Die anstehende Lohnrunde ist für die Erwerbstätigen zentral. Die Inflation hat sich nach Jahrzehnten zurückgemeldet und liegt aktuell bei hohen 3.5 Prozent. Bei der Energie und den Krankenkassenprämien zeichnen sich massive Erhöhungen ab. Die wirtschaftliche Situation ist nach wie vor sehr gut, reale Erhöhungen sind möglich und nötig. Die SGB-Gewerkschaften fordern deshalb generelle Lohnerhöhungen von 4 bis 5 Prozent, um die Teuerung auszugleichen, und die Stagnation der letzten Jahre zu kompensieren.
Die Schweizer Wirtschaft hat sich beeindruckend schnell von der Corona-Krise erholt. Bei der grossen Mehrheit der Firmen gehen die Geschäfte gut. Selbst in den von der Krise besonders stark getroffenen Branchen wie Gastgewerbe oder Luftfahrt überwiegen mittlerweile wieder die Positivmeldungen. Aufgrund der raschen Erholung hat sich auch die Beschäftigungssituation markant verbessert. Viele Branchen klagen über einen Fachkräftemangel, erstmals seit Langem auch das Gastgewerbe. Vielerorts spielen die Löhne und die Arbeitsbedingungen eine Schlüsselrolle.

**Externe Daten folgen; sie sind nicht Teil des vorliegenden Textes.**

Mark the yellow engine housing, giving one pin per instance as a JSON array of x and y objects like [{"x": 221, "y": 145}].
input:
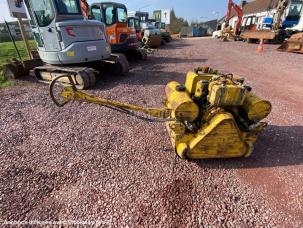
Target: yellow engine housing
[
  {"x": 219, "y": 135},
  {"x": 220, "y": 138}
]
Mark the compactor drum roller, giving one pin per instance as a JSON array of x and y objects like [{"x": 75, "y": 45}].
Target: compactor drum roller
[{"x": 212, "y": 115}]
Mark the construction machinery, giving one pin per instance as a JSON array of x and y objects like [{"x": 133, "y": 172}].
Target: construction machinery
[
  {"x": 293, "y": 44},
  {"x": 134, "y": 22},
  {"x": 277, "y": 29},
  {"x": 68, "y": 44},
  {"x": 228, "y": 32},
  {"x": 211, "y": 115},
  {"x": 151, "y": 36},
  {"x": 122, "y": 38},
  {"x": 165, "y": 34}
]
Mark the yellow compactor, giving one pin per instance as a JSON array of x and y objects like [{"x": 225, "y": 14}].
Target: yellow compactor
[{"x": 212, "y": 115}]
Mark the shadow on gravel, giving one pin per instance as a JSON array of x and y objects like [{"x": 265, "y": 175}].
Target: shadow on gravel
[
  {"x": 276, "y": 147},
  {"x": 140, "y": 78},
  {"x": 176, "y": 45}
]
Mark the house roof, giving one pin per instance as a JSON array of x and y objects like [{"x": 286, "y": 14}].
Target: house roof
[{"x": 257, "y": 6}]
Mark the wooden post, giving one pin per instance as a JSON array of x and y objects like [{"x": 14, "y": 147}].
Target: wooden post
[{"x": 24, "y": 37}]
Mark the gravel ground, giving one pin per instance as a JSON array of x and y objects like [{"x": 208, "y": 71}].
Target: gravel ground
[{"x": 87, "y": 163}]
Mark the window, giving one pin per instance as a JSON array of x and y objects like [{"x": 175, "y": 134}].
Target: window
[
  {"x": 248, "y": 22},
  {"x": 121, "y": 14},
  {"x": 96, "y": 13},
  {"x": 295, "y": 9},
  {"x": 68, "y": 7},
  {"x": 131, "y": 23},
  {"x": 110, "y": 15},
  {"x": 43, "y": 12}
]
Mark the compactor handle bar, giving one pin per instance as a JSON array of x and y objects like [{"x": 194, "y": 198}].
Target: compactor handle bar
[{"x": 70, "y": 93}]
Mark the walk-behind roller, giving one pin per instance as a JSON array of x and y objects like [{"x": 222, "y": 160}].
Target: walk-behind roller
[{"x": 212, "y": 115}]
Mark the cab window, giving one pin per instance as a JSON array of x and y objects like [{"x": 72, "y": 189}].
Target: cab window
[
  {"x": 96, "y": 13},
  {"x": 121, "y": 15},
  {"x": 43, "y": 12},
  {"x": 68, "y": 7},
  {"x": 131, "y": 23},
  {"x": 110, "y": 15}
]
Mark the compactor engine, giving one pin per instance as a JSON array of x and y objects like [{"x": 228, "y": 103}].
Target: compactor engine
[
  {"x": 212, "y": 115},
  {"x": 217, "y": 116}
]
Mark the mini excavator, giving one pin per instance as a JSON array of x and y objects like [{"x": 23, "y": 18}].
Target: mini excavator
[
  {"x": 69, "y": 44},
  {"x": 212, "y": 115}
]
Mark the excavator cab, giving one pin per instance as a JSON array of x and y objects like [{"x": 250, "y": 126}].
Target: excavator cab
[
  {"x": 121, "y": 37},
  {"x": 134, "y": 22},
  {"x": 62, "y": 34}
]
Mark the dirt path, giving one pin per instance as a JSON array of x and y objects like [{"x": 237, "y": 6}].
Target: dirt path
[{"x": 87, "y": 163}]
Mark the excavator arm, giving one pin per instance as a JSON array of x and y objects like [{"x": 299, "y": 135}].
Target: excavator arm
[{"x": 239, "y": 11}]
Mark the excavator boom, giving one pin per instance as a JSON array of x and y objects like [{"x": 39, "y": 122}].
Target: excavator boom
[{"x": 239, "y": 11}]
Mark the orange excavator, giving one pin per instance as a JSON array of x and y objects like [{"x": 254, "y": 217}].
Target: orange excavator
[
  {"x": 121, "y": 37},
  {"x": 228, "y": 31}
]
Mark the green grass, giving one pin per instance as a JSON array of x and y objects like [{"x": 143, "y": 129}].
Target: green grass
[{"x": 7, "y": 52}]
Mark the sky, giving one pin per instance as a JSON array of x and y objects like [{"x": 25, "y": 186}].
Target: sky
[{"x": 191, "y": 10}]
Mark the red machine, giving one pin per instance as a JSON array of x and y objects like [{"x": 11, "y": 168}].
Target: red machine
[{"x": 239, "y": 11}]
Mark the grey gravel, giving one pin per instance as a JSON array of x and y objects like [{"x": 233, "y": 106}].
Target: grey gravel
[{"x": 85, "y": 162}]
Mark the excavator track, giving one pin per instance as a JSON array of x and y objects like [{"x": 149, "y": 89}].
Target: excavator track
[
  {"x": 117, "y": 64},
  {"x": 83, "y": 77}
]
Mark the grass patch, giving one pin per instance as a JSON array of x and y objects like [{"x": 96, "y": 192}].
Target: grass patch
[{"x": 8, "y": 52}]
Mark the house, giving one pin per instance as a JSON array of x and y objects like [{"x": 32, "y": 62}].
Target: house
[
  {"x": 254, "y": 12},
  {"x": 15, "y": 30},
  {"x": 261, "y": 14}
]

Rückkehr der Teuerung nach langer Lohnstagnation
Die Lohnentwicklung in den letzten Jahren war ungenügend. Die Lohnschere ist wieder aufgegangen. Berufstätige mit tieferen und mittleren Einkommen haben 2022 nach Abzug der Teuerung weniger Lohn als im Jahr 2016. Die Null- und Negativteuerung hat zu einer Individualisierung der Lohnpolitik geführt, was das Aufgehen der Lohnschere begünstigt hat. Der Anteil der generellen Lohnerhöhungen ist auf rund 30 Prozent gesunken.
Im Herbst 2021 ging eine lange Phase mit sehr geringer Teuerung zu Ende. Die Teuerung dürfte über das ganze Jahr 2022 rund 3 Prozent betragen. In den Verhandlungsmonaten ist mit Teuerungsraten von rund 3.5 Prozent zu rechnen. Dazu kommt ein starker Anstieg der Krankenkassenprämien auf 2023 in der Grössenordnung von 5 bis 10 Prozent. «Die Lohnrunde 2022/23 bringt eine lohnpolitische Weichenstellung mit sich. Die gestiegene Teuerung führt dazu, dass generelle Lohnerhöhungen wieder besonders wichtig werden. Ohne generelle Lohnerhöhungen gibt es Kaufkraftverluste für viele Arbeitnehmende», sagt Daniel Lampart, Chefökonom SGB.
SGB-Verbände fordern 4 bis 5 Prozent mehr
Die SGB-Verbände fordern Lohnerhöhungen von 4 bis 5 Prozent. Diese Lohnforderung setzt sich aus drei Teilen zusammen. Erstens braucht es den Ausgleich der Teuerung von 3 bis 3.5 Prozent. Zweitens müssen die Reallöhne gemäss dem Wachstum der Arbeitsproduktivität von rund einem Prozent pro Jahr erhöht werden. Drittens gibt es einen Nachholbedarf aufgrund der ungenügenden Lohnentwicklung in den letzten Jahren. Pierre-Yves Maillard, Präsident SGB, bekräftigt: «Wenn man angesichts solcher Zahlen die Löhne nicht an die Realität der gestiegenen Lebenshaltungskosten anpasst, wann dann?»
«Die Angestelltein in der Luftfahrt haben Hand geboten, dem Unternehmen zu helfen, die Krisenjahre zu überstehen», erinnert Sandrine Nikolic-Fuss von der Gewerkschaft des Kabinenpersonals. «Jetzt ist es an den Unternehmen, bei den Lohnverhandlungen ihre Versprechen zu halten und die Löhne zu erhöhen. Und keine Löhne unter 4’000 Franken mehr zu bezahlen.»
Unia-Präsidentin Vania Alleva stellt fest, dass in sehr vielen Branchen wie Bau, Gewerbe und Detailhandel Hochkonjunktur herrscht. Und auch die Industrie habe gute Aussichten. «Höchste Zeit also, dass die breite Bevölkerung endlich echte und spürbare Lohnerhöhungen erhält. Die Wirtschaft kann es sich leisten», betont Alleva.
Auch in der stark beanspruchten Logistikbranche gibt es das Bedürfnis für Lohnerhöhungen: «Der Onlinehandel wurde stark befeuert durch die Coronakrise. Die Angestellten der Logistik wurden als systemrelevant bezeichnet. Sie brauchen jetzt bessere Löhne, angefangen beim skandalös tiefen PostCom-Mindestlohn», fordert Matteo Antonini, Leiter Logistik bei syndicom.